TLDR: So my question is how does this (?=.*?[A-Z]) make it sure atleast one uppercase letter is included? Any in-depth explanation?

SirPent
  • 77
  • 1
  • 2
  • 6
  • http://www.rexegg.com/regex-lookarounds.html This may help. And actually explains some pswd validation with regex – quackenator May 11 '17 at 15:28

2 Answers2

10
  • (?= is the start of a look-ahead group — the question mark does not mean the same as a ? elsewhere
  • .*? is a non-greedy match against anything or nothing. The question-mark here also does not mean 'optional'.
  • [A-Z] is a character set containing the upper case ASCII letters A through to Z.
  • ) is the end of the look-ahead group

So the net result is:

"Look ahead and see if, after maybe some characters, there is an upper case letter."
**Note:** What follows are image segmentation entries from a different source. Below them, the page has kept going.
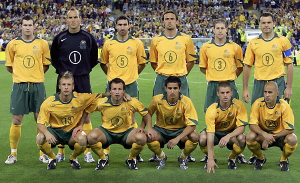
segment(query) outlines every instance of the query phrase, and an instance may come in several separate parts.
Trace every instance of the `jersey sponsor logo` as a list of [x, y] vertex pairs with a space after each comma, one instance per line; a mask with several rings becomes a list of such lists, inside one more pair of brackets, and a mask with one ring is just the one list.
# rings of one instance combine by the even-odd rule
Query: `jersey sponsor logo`
[[119, 127], [123, 124], [123, 122], [124, 122], [124, 120], [120, 116], [114, 117], [110, 120], [110, 123], [116, 128]]
[[82, 50], [86, 50], [86, 42], [84, 40], [82, 40], [79, 48]]
[[264, 122], [264, 124], [266, 127], [270, 129], [276, 129], [278, 125], [278, 122], [271, 120], [266, 120]]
Your full expression, ^(?=.*?[A-Z])(?=.*?[a-z])(?=.*?[0-9])(?=.*?[#?!@$%^&*-]).{8,}$, can be read as:

"Match if the string contains an upper case letter, and a lower case letter, and a digit, and a non-alphanumeric, and there are at least 8 characters in total."

Nicholas Shanks
  • 10,623
  • 4
  • 56
  • 80
  • 3
    I understand the groupings of the ?= lookahead part but `.*?` is quite unclear still to me.. is this the part the makes it mandatory? – SirPent May 11 '17 at 15:33
  • if the character class `[A-Z]` fails to match then there is no uppercase character in the string. `.*?` matches any character, between zero and unlimited times, as few times as possible, expanding as needed (lazy). It is needed so the pattern can expand until it finds an uppercase char or fails – quackenator May 11 '17 at 15:37
  • 2
    `.*?` means "ignore zero or more of any character, trying to ignore as few as possible whilst still matching the rest of this expression". You have to view it in the context of the rest of the group, the `[A-Z]`. If you're matching against the string "F", then `.*?` will match the empty string, "", and your regex will succeed. If matching against "FG", it will also match the empty string, and the [A-Z] will match the F. Compare against `.*`, which would instead match the F itself, and [A-Z] would match the "G". – Nicholas Shanks May 11 '17 at 15:37
  • Oh man Thank you. Now this clarifies everything I need. – SirPent May 11 '17 at 15:37
  • Input = 'aaaHelpmeHellpaaa' \n, if regex 'H.*p' then you will get 'HelpmeHellp' <- greedy if regex 'H.*?p' then you will get 'Help' and 'Hellp' <- not greedy – abduljalil Sep 15 '21 at 08:39
3

The regex is using a feature named positive lookahead, this is part of the regex lookarounds:

  • Positive lookahead: (?=...). Ex: a(?=b) matches a if followed by b
  • Negative lookahead: (?!...). Ex: a(?!b) matches a if not followed by b
  • Positive lookbehind: (?<=...). Ex: (?<=a)b matches b if preceded by a
  • Negative lookbehind: (?<!...). Ex: (?<=a)b matches b if not preceded by a

For your whole regex, you can see easily your pattern with this diagram:

enter image description here Diagram link

Related to (?=.*?[A-Z]), it is being used after the ^. So, ^(?=.*?[A-Z])$ means match a line that start and end with whatever thing but having a uppercase character at the end

Federico Piazza
  • 30,085
  • 15
  • 87
  • 123